Lovász is more explicit in the case of an approximation \(\alpha\) to a real
root \(r\) of a polynomial. We set:

\[x_1 = 1, x_2 = r, ..., x_n = r^d\]

where \(d\) is the degree of the minimal polynomial. Then it can be shown
if \(Q\) is large enough and \(r\) is close enough to \(\alpha\) then the LLL
algorithm returns the coefficients of the minimal polynomial.

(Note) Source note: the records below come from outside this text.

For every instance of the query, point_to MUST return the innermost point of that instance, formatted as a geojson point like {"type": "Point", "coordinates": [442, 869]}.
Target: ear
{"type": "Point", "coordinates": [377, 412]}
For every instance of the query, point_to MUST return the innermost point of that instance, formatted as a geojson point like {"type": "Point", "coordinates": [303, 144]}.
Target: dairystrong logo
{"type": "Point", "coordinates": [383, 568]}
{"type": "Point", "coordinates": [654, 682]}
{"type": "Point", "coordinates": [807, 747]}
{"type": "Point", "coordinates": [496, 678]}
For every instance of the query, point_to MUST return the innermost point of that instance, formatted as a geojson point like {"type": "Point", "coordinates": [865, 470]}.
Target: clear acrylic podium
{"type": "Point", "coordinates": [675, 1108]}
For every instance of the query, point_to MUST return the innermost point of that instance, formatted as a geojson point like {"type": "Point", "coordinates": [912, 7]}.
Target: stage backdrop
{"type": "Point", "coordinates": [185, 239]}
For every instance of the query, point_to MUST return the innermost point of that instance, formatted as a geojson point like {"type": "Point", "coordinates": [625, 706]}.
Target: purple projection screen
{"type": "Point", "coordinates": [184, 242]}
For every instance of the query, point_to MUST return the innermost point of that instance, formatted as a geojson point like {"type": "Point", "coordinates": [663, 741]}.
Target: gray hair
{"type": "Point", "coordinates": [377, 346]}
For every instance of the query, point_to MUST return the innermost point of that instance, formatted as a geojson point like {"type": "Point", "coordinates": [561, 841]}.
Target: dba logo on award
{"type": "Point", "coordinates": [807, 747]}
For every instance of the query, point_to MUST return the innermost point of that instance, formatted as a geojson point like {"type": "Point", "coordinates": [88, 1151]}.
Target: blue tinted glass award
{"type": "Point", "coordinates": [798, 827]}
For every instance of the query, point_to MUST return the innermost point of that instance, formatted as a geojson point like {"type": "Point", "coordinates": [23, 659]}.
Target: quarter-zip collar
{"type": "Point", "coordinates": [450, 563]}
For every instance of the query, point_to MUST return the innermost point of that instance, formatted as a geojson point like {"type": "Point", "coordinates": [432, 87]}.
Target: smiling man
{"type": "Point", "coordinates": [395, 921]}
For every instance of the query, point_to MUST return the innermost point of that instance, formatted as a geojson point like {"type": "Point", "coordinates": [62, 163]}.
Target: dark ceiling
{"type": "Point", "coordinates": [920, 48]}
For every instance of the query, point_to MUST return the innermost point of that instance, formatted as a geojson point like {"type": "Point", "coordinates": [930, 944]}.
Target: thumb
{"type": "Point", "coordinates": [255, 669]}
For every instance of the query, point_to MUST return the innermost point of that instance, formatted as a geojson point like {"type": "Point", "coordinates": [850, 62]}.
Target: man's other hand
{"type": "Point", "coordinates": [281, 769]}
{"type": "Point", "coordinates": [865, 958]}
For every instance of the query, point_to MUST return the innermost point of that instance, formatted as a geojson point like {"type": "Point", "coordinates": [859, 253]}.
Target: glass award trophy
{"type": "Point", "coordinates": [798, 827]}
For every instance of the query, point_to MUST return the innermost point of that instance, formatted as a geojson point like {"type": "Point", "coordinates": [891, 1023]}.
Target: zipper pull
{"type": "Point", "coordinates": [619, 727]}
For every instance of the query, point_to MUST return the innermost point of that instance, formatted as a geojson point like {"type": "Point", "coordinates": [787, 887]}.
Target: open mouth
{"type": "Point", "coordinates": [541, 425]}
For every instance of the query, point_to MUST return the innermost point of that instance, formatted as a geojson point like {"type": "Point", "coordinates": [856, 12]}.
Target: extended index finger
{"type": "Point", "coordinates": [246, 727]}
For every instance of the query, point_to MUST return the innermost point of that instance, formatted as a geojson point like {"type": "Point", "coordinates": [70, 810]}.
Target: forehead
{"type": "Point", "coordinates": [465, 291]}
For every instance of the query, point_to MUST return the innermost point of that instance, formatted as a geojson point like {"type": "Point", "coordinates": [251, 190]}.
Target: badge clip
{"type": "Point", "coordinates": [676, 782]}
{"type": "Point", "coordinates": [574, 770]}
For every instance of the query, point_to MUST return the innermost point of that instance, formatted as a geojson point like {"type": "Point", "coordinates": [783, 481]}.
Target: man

In particular, it can be shown shown taking +\(Q = 2^{3k^3}\)+ suffices,
where \(k\) is the input size of the polynomial, provided that
+\(|r - \alpha| < 2^{-4k^3}\)+.

minpoly n r = head $ lll $ zipWith (:) scaled im where
  scaled = map (nearestZ . (1000000*)) $ iterate (r*) 1
  im = map (take n) $ take n $ iterate (0:) $ 1 : repeat 0

Lastly, we write a widget to show off this function:

showsXPow k
  | k == 0 = id
  | k == 1 = ('x':)
  | otherwise = ("x<sup>"++) . shows k . ("</sup>"++)

showTerm n k
  | n == 0 = id
  | n == 1 = ('+':) . showsXPow k
  | n == -1 = ('-':) . showsXPow k
  | n < 0 = shows n . showsXPow k
  | otherwise = ('+':) . shows n . showsXPow k

magic = do
  (a, b) <- break (== '.') <$> jsEval "root.value;"
  deg <- fromIntegral . readInteger <$> jsEval "degree.value;"
  let
    r = case b of
      [] -> readInteger a % 1
      _:d -> let
        w = readInteger a
        tens = 10^length d in (w * tens + signum w * readInteger d) % tens
    mp = tail $ minpoly (deg + 1) r
    s = foldr ($) "" $ reverse $ zipWith showTerm mp [0..deg]
  jsEval $ "out.innerHTML = '"++s++"';"

jsEval [r|
magic.innerHTML="Root: <input id='root' type=='text' size='8' value='-1.650629'> Degree: <input id='degree' type='text' size='2' value='3'> <button id='magic_button'>Polynomial</button>";
magic_button.addEventListener("click", (ev) => {
  repl.run("chat", ["Main"], "magic");
});
|]

_Computing in Science & Engineering_ named integer relation detection as one of
the https://www.computer.org/csdl/magazine/cs/2000/01/c1022/13rRUxBJhBm[top 10
algorithms of the 20th century]. They credit the 1979 algorithm of Ferguson and
Forcade, though it seems
https://en.wikipedia.org/wiki/Integer_relation_algorithm[the LLL algorithm was
the first to be published with complete proofs]. Ferguson and others improved
the original approach, and now
https://www.davidhbailey.com/dhbpapers/pslq-comp-alg.pdf[PSLQ is the most
widely used algorithm for integer relation detection].